Feeling his eyes watering, he wiped them on the back of his hand and looked down at Snape, gasping as he did so. The man’s eyes were cracked open slightly.
“Lily,” he said, eyes squinting.
“No, it’s Harry.”
With a small nod, the man closed his eyes again, and Harry frantically checked for a pulse or a sign of breathing. The chest was moving up and down.
“Bloody hell! It’s… God…”
And then it hit Harry. The dream he’d had was just that and had only always been that—a normal family life, getting the girl he wanted, the perfect friends. He couldn’t go through with it. He needed time to think, time to do what was right for himself for once. He’d always lived to help others and never for himself. He owed this to Snape.
Impulsively, he called, “Kreacher!”
With a crack, Harry’s house-elf appeared. “Master calls?”

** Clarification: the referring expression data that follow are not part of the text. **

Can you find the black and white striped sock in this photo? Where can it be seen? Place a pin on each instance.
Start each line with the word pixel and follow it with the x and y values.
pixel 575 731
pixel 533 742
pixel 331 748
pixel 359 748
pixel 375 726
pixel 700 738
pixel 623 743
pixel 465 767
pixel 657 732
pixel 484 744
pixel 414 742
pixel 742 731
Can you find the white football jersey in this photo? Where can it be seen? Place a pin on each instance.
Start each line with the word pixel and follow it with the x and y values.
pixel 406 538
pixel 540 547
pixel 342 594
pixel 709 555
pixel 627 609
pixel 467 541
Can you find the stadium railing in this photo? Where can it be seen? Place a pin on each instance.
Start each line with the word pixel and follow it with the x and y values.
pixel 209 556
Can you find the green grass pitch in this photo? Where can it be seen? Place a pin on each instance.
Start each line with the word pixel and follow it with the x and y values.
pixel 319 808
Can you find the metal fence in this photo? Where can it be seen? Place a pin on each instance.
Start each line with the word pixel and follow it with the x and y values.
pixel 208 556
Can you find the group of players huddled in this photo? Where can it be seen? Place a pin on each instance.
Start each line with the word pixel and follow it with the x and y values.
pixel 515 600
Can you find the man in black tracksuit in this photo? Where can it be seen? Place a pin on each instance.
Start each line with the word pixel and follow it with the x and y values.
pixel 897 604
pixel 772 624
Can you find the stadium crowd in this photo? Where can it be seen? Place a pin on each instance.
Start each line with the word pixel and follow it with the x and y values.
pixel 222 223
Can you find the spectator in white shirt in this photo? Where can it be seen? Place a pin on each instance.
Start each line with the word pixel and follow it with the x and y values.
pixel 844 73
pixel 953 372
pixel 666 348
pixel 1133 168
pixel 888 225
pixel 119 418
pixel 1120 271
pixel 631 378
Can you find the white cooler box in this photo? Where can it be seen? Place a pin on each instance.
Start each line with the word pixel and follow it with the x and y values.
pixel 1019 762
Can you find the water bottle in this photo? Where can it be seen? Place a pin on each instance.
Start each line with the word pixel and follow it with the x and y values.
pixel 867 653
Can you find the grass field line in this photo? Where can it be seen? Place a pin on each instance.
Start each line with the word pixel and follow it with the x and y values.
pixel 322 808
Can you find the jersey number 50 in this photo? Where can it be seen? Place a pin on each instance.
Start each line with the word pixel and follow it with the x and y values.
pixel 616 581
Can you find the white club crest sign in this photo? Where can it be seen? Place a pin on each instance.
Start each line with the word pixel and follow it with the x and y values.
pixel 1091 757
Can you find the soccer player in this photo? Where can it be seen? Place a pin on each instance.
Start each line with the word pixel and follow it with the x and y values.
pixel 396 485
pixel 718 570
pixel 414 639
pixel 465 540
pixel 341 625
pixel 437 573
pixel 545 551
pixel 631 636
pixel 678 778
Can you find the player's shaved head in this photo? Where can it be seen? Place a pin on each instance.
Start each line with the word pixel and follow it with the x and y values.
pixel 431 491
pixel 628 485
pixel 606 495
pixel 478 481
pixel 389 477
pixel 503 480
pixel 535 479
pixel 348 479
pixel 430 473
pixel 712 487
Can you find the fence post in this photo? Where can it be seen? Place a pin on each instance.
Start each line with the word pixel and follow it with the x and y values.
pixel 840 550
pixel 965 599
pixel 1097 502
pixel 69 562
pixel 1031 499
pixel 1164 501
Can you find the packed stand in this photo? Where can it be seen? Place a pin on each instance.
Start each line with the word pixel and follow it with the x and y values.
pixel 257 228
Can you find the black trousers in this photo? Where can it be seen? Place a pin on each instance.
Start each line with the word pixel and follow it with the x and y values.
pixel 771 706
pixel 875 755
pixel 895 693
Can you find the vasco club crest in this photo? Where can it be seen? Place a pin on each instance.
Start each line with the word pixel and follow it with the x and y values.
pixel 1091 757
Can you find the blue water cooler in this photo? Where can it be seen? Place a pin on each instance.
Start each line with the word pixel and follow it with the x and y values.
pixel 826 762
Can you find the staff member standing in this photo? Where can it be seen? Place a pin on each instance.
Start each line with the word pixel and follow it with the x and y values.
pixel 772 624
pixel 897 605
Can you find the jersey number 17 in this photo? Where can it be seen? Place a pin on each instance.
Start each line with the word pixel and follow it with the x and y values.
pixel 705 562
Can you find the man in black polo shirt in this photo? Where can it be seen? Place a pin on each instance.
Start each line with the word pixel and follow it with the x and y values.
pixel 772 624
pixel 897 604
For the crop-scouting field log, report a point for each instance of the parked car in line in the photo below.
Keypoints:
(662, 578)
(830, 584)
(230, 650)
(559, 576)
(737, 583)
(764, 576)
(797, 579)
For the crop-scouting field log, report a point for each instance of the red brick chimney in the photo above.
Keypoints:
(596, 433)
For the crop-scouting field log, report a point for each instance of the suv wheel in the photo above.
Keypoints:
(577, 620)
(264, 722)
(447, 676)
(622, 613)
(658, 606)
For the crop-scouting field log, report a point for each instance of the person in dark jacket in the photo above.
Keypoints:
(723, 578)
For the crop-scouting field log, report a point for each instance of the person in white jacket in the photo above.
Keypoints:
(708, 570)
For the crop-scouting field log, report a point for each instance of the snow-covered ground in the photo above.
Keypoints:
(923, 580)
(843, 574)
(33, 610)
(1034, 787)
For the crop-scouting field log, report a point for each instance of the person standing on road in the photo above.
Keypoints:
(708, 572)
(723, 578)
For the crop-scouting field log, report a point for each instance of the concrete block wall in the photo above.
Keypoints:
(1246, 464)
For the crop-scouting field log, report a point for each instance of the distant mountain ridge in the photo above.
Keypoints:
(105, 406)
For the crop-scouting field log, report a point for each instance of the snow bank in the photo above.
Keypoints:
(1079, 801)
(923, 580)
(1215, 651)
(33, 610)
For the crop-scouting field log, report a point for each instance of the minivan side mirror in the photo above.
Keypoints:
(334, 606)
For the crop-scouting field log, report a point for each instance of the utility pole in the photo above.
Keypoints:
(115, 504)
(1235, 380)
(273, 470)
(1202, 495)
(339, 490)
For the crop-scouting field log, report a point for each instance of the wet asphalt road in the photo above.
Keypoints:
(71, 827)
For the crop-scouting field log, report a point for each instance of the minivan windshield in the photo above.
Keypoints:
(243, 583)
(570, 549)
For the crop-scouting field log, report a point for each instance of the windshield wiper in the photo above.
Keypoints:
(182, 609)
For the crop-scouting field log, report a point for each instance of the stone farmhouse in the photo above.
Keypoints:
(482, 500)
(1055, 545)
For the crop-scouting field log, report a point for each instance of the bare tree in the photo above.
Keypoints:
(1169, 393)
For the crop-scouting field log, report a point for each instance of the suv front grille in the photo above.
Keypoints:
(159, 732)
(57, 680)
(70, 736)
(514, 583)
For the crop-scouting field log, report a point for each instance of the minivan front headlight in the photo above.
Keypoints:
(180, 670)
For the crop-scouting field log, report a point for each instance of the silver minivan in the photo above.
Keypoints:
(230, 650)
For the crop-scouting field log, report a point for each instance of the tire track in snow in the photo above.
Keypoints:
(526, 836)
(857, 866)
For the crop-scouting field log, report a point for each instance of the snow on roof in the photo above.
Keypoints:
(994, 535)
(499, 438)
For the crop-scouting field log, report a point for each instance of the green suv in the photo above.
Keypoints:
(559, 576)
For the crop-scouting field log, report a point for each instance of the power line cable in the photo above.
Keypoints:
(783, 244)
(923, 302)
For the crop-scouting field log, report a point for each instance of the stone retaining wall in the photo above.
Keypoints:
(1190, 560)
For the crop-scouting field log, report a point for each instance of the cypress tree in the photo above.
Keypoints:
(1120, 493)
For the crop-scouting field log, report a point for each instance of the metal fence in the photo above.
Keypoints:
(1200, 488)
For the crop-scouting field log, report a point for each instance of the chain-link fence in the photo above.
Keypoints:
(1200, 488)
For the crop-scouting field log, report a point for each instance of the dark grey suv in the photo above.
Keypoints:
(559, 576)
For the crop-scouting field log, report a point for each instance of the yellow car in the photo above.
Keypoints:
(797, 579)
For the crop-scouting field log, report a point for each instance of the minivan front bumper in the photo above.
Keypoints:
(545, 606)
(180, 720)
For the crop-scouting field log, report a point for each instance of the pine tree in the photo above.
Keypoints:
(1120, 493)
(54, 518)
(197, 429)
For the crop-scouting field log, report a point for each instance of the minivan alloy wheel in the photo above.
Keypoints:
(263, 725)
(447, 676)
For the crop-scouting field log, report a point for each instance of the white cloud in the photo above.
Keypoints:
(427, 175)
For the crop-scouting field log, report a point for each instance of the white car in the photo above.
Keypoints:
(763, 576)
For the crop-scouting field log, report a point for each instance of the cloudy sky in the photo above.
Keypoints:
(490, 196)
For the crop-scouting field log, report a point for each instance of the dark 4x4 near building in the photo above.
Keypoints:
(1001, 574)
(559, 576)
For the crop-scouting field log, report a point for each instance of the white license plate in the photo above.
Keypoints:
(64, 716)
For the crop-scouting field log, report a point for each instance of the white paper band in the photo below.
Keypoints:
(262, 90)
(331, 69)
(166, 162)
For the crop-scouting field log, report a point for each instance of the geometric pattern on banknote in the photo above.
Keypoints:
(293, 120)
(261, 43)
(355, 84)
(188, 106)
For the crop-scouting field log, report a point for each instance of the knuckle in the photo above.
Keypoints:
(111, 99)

“I need your help. Go to Grimmauld Place, take away all the wards made to keep Snape out, and prepare a room on the top floor for him.”
“Yes, sir,” the elf said excitedly.
“Tell no one, Kreacher.”
“Kreacher won’t disappoint Master.”
“Thanks. Go on. When you’re done, come back for him, and then I’ll go out onto the grounds and Disapparate there to meet you.”
Life was going to be different.
He would take this time to help Snape, and in doing so, he would help himself. Snape might not like it, but there was a lot they could learn from each other. The others wouldn’t have to know that the man lived yet. All they would know is that his body had disappeared mysteriously until Snape was ready to face the world—if ever. Maybe he’d only want peace.
Maybe that, too, was all Harry wanted actually. Only time would tell.